[MDS Job Talk] Neural Knowledge Integration from Large-Scale Multimodal Health Data
Speaker: Suqi Liu (Harvard)
Date: 1/7/25
Abstract: Data is playing an increasingly crucial role in modern health sciences. With the transition to electronic health systems, growing collaboration among institutions, and the rapid advancement of genome sequencing technologies, health data has become more accessible than ever before.
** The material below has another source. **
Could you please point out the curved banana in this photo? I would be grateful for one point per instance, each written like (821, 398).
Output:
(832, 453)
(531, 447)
However, the large-scale nature of health data presents unique challenges for statistics and data science due to its high dimensionality, diverse modalities, complex structures, and more. In this talk, I will highlight several efforts I have undertaken in recent years to address these challenges using statistical, probabilistic, and AI-driven tools, ranging from practical applications to the theoretical foundations of data science. First, I will focus on the theoretically guaranteed learning of a comprehensive medical knowledge graph that integrates heterogeneous relationships from various sources by employing embedding-based neural networks combined with representation learning. Next, I will discuss a method for harmonizing data across multiple institutions using graph neural networks (GNNs), along with a theoretical analysis of GNN performance in graph alignment tasks through random geometric graphs. Finally, I will present a framework for unifying the representation of biomedical concepts and genetic markers by leveraging large language models (LLMs).